McNamara’s electronic fence, which the Jasons called an “anti-infiltration barrier,” was constructed along the Ho Chi Minh Trail, at a cost of $1.8 billion, roughly $12 billion in 2015. It had very little effect on the outcome of the Vietnam War and did not help the
United States achieve its aim of cutting off enemy supplies. Most of the failures were technology-based. Sensors were temperature sensitive, and in the extreme heat of the jungle, batteries drained quickly and sensors went dead. The V0-67 aircrews were often unable to place sensors accurately along the trail. In 1968 there was no such thing as advanced laser-guided technology. Rip Jacobs and his fellow Navy airmen relied on an electrical device called a “pickle switch” to release sensors from the OP-2E Neptunes, hoping they would land where they were supposed to along the trail. Instead, many sensors landed hundreds, sometimes thousands, of feet away. But far-reaching seeds were sown.

Gradually, commanders changed their opinions about McNamara’s electronic fence. In 1969, speaking to members of the Association of the U.S. Army at a luncheon at the Sheraton Park Hotel in Washington, D.C., retired four-star general William Westmoreland, former commander of U.S. military operations in Vietnam, spoke of the power of the electronic fence. “We are on the threshold of an entirely new battlefield concept,” Westmoreland told his audience of former soldiers. “I see battlefields on which we can destroy anything we locate through instant communications and the almost instantaneous application of a lethal firepower.”

In 1985, during a banquet to celebrate the twenty-five-year anniversary of the Jason program, Gordon MacDonald discussed how profound a moment in history the development of the barrier concept had been. “The most important element of the barrier study was its definition of a system concept,” he said.

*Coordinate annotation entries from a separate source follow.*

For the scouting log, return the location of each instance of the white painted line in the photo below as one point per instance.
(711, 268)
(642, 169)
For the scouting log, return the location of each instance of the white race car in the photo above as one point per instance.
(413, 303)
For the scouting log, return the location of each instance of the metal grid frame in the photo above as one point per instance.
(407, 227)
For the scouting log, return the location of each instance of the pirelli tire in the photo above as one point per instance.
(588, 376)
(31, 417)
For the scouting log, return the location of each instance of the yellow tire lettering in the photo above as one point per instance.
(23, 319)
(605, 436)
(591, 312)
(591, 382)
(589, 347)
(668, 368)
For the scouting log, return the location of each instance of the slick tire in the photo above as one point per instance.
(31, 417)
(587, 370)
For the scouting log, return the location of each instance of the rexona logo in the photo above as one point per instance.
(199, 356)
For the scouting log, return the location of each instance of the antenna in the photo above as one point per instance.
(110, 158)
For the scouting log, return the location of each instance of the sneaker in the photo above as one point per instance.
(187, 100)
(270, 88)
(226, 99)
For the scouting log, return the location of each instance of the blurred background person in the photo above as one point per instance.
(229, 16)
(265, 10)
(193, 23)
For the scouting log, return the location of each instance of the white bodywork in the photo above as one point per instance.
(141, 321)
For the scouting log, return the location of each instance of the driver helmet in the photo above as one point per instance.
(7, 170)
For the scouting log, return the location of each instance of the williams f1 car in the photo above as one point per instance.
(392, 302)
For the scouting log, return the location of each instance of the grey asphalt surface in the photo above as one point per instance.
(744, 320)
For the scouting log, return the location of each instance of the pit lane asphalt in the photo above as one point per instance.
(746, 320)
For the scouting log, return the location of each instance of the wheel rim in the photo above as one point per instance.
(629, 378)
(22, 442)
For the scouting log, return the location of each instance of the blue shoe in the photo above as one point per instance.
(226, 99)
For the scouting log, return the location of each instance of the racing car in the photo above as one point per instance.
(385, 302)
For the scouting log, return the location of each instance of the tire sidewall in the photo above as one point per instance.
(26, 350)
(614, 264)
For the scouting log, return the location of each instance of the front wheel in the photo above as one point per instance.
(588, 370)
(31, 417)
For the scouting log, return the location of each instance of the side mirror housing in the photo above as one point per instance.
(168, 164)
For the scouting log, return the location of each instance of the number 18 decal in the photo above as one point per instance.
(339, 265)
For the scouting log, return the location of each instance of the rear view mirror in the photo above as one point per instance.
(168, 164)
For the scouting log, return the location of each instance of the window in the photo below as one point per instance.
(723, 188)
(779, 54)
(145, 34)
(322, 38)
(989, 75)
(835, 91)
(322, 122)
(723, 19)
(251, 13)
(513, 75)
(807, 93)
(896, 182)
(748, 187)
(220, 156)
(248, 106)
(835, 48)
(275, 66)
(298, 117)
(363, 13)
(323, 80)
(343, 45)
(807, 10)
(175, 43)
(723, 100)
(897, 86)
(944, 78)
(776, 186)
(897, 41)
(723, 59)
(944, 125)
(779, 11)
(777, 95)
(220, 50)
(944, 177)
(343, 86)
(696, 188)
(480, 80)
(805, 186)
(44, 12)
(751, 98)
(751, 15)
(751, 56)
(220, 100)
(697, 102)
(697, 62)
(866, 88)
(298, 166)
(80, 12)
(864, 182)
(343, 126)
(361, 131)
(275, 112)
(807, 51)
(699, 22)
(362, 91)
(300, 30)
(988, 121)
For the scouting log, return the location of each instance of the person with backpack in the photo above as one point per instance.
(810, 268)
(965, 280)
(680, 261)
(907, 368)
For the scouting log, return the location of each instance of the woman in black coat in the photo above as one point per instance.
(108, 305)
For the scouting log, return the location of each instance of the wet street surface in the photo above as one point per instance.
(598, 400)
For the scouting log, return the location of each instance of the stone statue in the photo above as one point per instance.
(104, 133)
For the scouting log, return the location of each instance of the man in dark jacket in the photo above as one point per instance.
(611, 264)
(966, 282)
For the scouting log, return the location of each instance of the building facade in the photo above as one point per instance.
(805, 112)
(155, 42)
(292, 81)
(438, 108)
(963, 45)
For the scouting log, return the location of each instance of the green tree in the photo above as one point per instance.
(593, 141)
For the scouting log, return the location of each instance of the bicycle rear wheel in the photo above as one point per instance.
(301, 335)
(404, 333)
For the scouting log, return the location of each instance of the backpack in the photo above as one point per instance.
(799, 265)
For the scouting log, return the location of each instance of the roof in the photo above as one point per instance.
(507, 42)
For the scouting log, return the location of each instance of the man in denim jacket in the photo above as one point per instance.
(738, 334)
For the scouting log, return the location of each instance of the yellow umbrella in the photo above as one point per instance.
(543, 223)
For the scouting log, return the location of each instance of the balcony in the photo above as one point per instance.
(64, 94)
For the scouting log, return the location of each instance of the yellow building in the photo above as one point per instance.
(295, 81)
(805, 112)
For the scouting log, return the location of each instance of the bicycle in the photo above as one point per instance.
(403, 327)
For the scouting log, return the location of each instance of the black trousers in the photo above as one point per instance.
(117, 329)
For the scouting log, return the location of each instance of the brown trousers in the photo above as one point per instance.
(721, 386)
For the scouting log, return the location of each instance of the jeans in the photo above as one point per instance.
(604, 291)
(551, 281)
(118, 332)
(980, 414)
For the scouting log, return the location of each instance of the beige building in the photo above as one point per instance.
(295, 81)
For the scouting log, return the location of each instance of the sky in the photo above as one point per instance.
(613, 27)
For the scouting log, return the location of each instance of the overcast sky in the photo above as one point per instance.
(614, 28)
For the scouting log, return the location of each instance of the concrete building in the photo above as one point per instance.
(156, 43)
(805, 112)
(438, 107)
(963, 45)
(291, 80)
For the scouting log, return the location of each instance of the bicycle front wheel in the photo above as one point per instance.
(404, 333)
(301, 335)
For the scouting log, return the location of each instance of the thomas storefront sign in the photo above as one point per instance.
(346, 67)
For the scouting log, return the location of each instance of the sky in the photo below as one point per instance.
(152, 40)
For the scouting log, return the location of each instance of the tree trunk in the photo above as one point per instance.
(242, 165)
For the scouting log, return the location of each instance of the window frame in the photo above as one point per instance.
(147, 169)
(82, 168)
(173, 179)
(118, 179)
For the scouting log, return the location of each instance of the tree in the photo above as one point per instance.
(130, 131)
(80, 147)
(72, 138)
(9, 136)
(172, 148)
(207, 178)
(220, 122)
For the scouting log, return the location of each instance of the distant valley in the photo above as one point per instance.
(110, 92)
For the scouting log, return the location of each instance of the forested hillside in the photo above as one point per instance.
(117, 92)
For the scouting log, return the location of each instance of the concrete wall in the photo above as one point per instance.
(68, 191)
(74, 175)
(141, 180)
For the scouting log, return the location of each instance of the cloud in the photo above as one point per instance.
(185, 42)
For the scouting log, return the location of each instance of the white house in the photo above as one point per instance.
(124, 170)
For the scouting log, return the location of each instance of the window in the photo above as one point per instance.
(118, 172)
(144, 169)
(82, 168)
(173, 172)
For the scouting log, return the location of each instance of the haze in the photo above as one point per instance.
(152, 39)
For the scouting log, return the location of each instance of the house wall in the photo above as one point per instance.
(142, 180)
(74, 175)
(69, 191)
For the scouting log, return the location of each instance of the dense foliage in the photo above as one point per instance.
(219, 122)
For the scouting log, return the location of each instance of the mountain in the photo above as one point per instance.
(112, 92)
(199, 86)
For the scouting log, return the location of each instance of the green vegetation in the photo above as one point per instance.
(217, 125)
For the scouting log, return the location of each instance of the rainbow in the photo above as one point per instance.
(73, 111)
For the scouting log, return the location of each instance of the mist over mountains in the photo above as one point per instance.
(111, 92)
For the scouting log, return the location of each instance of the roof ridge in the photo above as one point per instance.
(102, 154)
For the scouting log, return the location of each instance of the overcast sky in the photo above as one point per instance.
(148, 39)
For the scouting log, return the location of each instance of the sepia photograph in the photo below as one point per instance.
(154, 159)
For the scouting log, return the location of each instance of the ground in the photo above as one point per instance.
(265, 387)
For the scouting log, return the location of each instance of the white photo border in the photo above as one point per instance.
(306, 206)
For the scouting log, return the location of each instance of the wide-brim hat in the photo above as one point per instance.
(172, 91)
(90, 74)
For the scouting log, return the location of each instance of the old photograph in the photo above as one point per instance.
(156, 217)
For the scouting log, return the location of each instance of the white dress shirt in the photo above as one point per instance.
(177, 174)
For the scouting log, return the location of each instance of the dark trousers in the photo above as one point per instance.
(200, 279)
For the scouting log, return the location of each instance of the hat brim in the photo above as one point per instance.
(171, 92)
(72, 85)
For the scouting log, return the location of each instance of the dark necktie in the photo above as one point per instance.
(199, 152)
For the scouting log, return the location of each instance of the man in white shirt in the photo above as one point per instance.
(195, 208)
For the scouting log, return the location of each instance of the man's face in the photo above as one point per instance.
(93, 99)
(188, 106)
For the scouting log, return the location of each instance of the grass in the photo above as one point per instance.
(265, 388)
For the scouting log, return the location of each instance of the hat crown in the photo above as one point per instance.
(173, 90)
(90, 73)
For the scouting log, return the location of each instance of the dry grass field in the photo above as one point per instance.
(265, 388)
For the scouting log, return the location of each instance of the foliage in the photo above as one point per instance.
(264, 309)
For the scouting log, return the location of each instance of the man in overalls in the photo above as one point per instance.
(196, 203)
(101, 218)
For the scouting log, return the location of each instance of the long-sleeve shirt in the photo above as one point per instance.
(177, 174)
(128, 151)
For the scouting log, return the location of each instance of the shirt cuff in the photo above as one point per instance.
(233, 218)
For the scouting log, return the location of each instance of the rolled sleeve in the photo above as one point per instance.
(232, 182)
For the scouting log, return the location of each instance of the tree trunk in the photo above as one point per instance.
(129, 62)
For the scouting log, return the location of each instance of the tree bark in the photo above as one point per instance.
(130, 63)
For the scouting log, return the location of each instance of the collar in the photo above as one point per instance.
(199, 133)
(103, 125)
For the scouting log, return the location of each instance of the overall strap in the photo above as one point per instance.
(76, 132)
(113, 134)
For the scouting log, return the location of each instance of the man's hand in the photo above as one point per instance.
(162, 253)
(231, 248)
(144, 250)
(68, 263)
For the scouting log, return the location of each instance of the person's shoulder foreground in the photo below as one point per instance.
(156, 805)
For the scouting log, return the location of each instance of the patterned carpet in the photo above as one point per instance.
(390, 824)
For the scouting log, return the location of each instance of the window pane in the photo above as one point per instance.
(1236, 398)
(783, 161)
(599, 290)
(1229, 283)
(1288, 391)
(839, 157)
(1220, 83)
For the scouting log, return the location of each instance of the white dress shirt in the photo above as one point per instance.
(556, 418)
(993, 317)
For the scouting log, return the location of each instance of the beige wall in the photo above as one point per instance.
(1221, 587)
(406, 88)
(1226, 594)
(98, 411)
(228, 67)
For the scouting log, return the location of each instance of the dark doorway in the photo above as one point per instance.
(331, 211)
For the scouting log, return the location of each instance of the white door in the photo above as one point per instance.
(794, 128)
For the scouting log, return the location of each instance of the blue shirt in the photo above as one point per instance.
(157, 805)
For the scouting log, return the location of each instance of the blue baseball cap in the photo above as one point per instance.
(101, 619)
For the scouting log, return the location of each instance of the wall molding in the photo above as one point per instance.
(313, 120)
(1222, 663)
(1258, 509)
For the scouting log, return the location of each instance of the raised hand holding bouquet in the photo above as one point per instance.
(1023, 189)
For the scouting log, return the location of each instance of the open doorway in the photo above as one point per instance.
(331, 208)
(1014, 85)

Tiny sensors covertly placed in a war zone acted like eyes, ears, and fingertips on the ground, then relayed information back to a computer system far away, which filtered and analyzed it for a commander who would in turn decide what tactical action to take next. This was the first time anyone thought of creating a “system of systems,” MacDonald observed. It gave birth to the “basic concept of unmanned sensors gathering tactical intelligence to be used for managing the
delivery of munitions.” As John von Neumann first imagined, and J. C. R. Licklider later discussed, this was the first truly symbiotic relationship between man and machine and the battlefield.

The electronic fence had initially been dismissed by a majority of defense officials, who saw it as newfangled gadgetry. But by the 1980s, the concept of the fence would be reinterpreted as visionary. And by the 1990s, the electronic battlefield concept would begin its transformation into the most revolutionary piece of military technology of the twentieth century, after the hydrogen bomb.

In a summary of the work performed by VO-67 Navy squadron, whose crewmembers dropped electronic sensors along the Ho Chi Minh Trail, U.S. Air Force colonel Warren H. Peterson wrote a top secret cable and a sixty-four-page report for the commander in chief. “It is worth observing that the program itself was visionary,” Colonel Peterson said. “From its outset, [the electronic battlefield concept] combined extremes of the technically sophisticated with the amazingly primitive. How would an ordinary, reasonably educated layman, for instance, be likely to react when told of a system that proposed to detect enemy troops moving along jungle trails, but using modern electric acoustic detectors, which had to be activated by the detonations of firecrackers which the troops were expected to step on? Yet it must be remembered that this report covers only the stone age of what may be a long era of development.”